The First Act of Advocacy
Carol recalls her earliest advocacy moment vividly. While working as an interpretor at Johns Hopkins Hospital, she entered a contest called “Seeing The World Through a Safer Lens,” designed for departments to showcase their contributions to patient safety. She created a video, Saving Lives in Many Languages, highlighting how essential interpretors are for safe and ethical care.
To everyone’s surprise, this non-clinical entry won first prize across 14 hospitals. More than an award, it was proof: language access saves lives. The project sparked new demand for interpretation services, shifted clinicians’ perspectives, and earned Carol a place on the hospital’s Ethics Committee.

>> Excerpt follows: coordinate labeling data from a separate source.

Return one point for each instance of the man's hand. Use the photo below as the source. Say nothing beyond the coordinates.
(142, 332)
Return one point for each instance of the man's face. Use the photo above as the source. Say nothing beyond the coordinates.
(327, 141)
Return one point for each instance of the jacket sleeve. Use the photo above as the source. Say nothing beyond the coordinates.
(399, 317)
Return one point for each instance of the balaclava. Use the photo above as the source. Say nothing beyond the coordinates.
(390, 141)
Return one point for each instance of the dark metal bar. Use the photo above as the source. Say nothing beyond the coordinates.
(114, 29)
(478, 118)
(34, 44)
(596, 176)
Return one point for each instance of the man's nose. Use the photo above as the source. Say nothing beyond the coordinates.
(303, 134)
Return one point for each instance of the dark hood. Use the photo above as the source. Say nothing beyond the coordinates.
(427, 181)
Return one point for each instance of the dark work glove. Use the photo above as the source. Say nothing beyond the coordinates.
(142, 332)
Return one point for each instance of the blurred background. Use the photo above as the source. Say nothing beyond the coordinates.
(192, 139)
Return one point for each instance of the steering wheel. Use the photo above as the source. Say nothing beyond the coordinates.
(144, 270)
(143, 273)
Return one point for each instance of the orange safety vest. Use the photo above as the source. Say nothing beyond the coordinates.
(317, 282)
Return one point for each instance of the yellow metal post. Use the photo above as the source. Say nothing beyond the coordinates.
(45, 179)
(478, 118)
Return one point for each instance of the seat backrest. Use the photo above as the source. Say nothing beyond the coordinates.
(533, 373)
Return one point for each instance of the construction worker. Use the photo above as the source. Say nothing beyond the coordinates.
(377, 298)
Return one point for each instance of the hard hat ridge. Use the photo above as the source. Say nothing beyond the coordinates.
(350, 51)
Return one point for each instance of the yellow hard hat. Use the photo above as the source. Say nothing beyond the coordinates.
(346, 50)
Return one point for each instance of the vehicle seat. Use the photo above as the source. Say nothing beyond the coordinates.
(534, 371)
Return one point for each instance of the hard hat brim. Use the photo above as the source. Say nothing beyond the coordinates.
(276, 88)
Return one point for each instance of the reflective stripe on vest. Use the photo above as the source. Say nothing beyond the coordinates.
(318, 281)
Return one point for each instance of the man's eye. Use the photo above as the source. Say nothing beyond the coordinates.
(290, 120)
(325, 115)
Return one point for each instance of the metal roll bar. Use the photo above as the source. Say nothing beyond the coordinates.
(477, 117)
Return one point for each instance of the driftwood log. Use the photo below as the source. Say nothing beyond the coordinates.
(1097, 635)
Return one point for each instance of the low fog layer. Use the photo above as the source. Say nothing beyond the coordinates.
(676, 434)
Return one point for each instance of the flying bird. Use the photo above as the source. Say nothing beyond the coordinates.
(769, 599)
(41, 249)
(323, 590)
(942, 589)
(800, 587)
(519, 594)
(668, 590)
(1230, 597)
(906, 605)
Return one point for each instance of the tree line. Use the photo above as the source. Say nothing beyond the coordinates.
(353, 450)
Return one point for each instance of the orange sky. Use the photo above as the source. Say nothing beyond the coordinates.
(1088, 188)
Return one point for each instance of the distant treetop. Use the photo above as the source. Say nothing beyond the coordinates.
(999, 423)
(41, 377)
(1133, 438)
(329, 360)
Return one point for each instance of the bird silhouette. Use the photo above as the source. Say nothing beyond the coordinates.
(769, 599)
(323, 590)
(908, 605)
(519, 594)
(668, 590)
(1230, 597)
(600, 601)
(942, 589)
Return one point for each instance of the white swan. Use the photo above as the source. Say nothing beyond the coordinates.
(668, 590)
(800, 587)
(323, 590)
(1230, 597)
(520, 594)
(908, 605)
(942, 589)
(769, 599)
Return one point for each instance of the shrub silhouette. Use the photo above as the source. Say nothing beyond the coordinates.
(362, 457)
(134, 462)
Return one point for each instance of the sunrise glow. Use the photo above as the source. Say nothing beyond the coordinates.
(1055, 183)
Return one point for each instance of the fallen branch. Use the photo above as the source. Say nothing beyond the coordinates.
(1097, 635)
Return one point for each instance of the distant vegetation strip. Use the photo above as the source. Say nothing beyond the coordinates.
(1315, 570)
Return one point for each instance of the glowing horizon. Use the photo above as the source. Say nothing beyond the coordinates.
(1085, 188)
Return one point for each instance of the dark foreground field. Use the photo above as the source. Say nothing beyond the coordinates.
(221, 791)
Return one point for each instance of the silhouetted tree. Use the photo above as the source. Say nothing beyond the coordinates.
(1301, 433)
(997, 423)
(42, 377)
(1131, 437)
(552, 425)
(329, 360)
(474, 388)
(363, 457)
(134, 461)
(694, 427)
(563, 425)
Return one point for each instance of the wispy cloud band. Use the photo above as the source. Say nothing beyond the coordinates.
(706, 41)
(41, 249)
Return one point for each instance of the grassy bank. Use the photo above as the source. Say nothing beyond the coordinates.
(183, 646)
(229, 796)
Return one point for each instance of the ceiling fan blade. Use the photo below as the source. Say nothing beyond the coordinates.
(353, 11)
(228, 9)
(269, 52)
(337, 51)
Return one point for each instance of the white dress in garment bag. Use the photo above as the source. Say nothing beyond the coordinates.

“It was the first time I realized,” she reflects, “that language access advocacy could open doors for understanding and change.”
From Passion to Purpose
That moment was a turning point. Carol soon left the hospital to build something larger: her own platform for advocacy and services. A few years later, she founded Equal Access Language Services (EALS) with a vision to address language barriers not just in healthcare, but across courts, schools, and all public services.
Her philosophy was clear: inclusion is not a statistic. Inclusion is hearing people in their own voice.
To deepen her impact, Carol became a certified court interpretor, expanded her work into consulting, and eventually developed Effective Inclusion Through Language Access — a seven-module training program for professionals in healthcare and beyond. Its core message: diversity and equity are incomplete without language access.
Language, Expression, and Identity
For Carol, language is more than words. It is identity, personality, and culture. She often shares how, when brilliant physicians from abroad struggled to express themselves in English, they were perceived as less competent. “Their knowledge hadn’t changed,” she explains, “only the language they had to use. That is the power — and the danger — of language barriers.”
This belief in expression as a human right extends beyond her work. Carol, now studying flamenco dance in Granada, Spain, likens learning dance to learning a new language: “You only find your voice — or your dance — once you’ve combined rhythm, steps, and feeling. That’s when the real expression comes through.”
It is this same philosophy that grounds EALS: our work is about unlocking expression so every individual can come through fully, without being muted by barriers.
Advocacy in a Changing Landscape
Carol has been a vocal critic of policies that weaken language access rights. She points to recent executive actions designating English as the official U.S. language and rolling back protections for people with limited English proficiency.
To her, these moves are more than bureaucratic changes: “It’s like questioning whether ramps for wheelchair users are really necessary. Language access isn’t a luxury. It’s a ramp to justice, safety, and dignity.”
Her advocacy emphasizes not only the rights of individuals but also the ethical duties of professionals. Every code of ethics — for doctors, lawyers, social workers — calls for effective communication with the communities they serve. For Carol, that makes language access non-negotiable: “If you’re not embedding language access, you’re not fulfilling your ethical responsibility.”
A Vision for the Future
Carol’s mission is ambitious but urgent: to eliminate language-based discrimination in public services. In her words:
“I want every person in the United States — all 26 million who don’t speak English fluently — to know they have the right to be understood. And I want every professional, policymaker, and leader to know how to make that right real.”
Through Equal Access Language Services, Carol continues to build toward that vision — creating programs, advocating for policy change, and training professionals to see language access not as an afterthought but as the cornerstone of true inclusion.
Everyone Has a Role
Carol insists that advocacy is not just for interpreters or language professionals. Everyone can play a role:
“In the end,” Carol says, “every conflict begins with miscommunication. Language access is one of the levers we have to reduce misunderstanding, build peace, and make inclusion real.”
At Equal Access Language Services, we are proud to carry forward our founder’s vision. Carol’s journey reminds us that language access is not just about translation — it is about dignity, safety, and justice. And until every voice can be heard in its true form, our work is not done.